Adorano il figlio di una Vergine. Adorano un re bambino, riconosciuto solo dai pastori e
dai magi. Adorano un re povero, che non ha né panni né fuoco. Adorano il figlio di Dio
che lava i piedi ai suoi discepoli: notevolissima inversione dei ruoli, che entra pienamente
nella liturgia. Adorano un profeta che dichiara le beatitudini degli umili e dei poveri di
spirito, e che afferma che non entrerà nel regno dei cieli chi non ritornerà come un
bambino. Il Cristo debole, il Cristo povero, diviene Francesco, alter Christus e giullare di
Dio. I cristiani adorano un re sofferente e deriso, ammantato di un mantello scarlatto, con
una corona di spine e una scritta infamante che lo deride come re dei giudei. Adorano la
croce, che è simbolo di infamia, che equivale alla forca, e che proprio nel rovesciamento
liturgico diventa il più alto simbolo di gloria eterna: strumento di morte che sconfigge la
morte.

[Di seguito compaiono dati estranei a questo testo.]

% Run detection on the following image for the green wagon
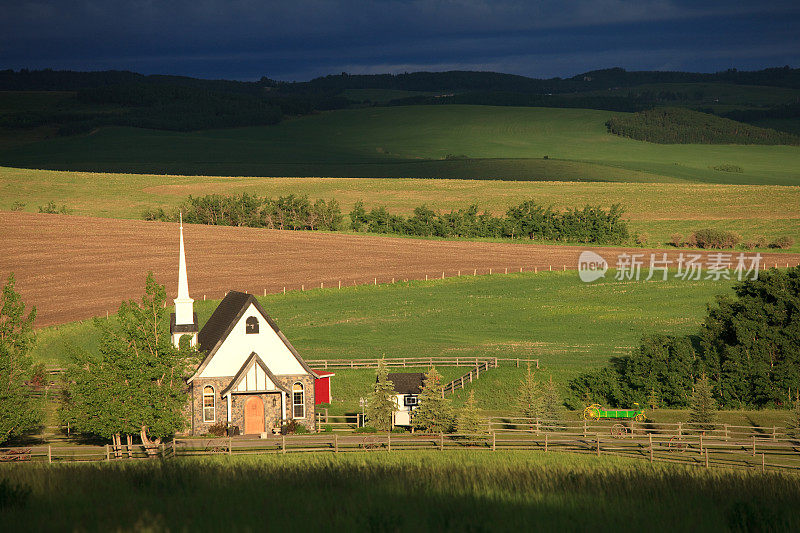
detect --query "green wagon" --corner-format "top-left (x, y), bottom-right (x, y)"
top-left (583, 403), bottom-right (646, 422)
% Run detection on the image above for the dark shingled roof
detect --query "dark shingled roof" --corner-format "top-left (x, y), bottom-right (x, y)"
top-left (197, 291), bottom-right (250, 352)
top-left (388, 372), bottom-right (425, 394)
top-left (188, 291), bottom-right (319, 383)
top-left (169, 313), bottom-right (197, 333)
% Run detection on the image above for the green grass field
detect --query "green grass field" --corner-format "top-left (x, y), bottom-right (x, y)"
top-left (0, 105), bottom-right (800, 185)
top-left (33, 272), bottom-right (731, 413)
top-left (0, 451), bottom-right (800, 532)
top-left (0, 167), bottom-right (800, 250)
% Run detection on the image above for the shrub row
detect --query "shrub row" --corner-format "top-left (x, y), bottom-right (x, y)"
top-left (350, 200), bottom-right (629, 244)
top-left (670, 228), bottom-right (794, 250)
top-left (143, 193), bottom-right (342, 231)
top-left (143, 193), bottom-right (629, 244)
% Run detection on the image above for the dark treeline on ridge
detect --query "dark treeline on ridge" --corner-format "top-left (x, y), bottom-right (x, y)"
top-left (0, 66), bottom-right (800, 93)
top-left (0, 66), bottom-right (800, 137)
top-left (606, 107), bottom-right (800, 145)
top-left (143, 193), bottom-right (629, 244)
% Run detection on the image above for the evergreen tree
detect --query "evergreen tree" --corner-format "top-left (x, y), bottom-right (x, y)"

E così Paolo fornisce per primo, a quanti lo leggeranno da allora in poi, il senso di
questo rovesciamento, per esempio quando scrive, nella prima lettera ai Corinzi (1,18 e ss.,
qui 1,25): « Ciò che è stoltezza di Dio è più sapiente degli uomini, e ciò che è debolezza di
Dio è più forte degli uomini».
E allora torniamo a due casi di inversione dei poteri attestati nel medioevo: la prima è la
storia del «re Giannino», che viene deriso e che rischia di essere giustiziato, perché
dichiara di essere il cristiianissimo re di Francia. Ma, mentre viene sbeffeggiato, mentre sta
in prigione ed è pieno di pidocchi, Giannino è convinto di svolgere un ruolo messianico, si
ispira al modello di Cristo, re povero e perseguitato, si ingarbuglia in una strana imitatio
Christi, poiché sa che anche l’apparente fallimento sulla terra può rappresentare una
vittoria. Il secondo degli esempi è quello dell’episcopellus, cioè del vescovo bambino. Nel
corso dei riti che si celebrano intorno all’episcopellus, si cantava: «Deposuit potentes de sede et
exaltavit humiles (depose i potenti dal trono ed esaltò gli umili). Ovviamente ci si riferisce
alla sorte fortunata di quel piccolo chierico ammantato delle vesti pontificali. Ma allo
stesso tempo, che cosa vi può essere di più evangelico, di più canonico di questa frase?
Quelle parole, infatti, sono contenute nel Magnificat!
In definitiva, il medioevo cristiano ha trovato il rovesciamento dei poteri nel testo più
canonico che ci sia. E questo è davvero un grande, un grandissimo paradosso, sul quale
certamente si potrà dire ancora qualcosa.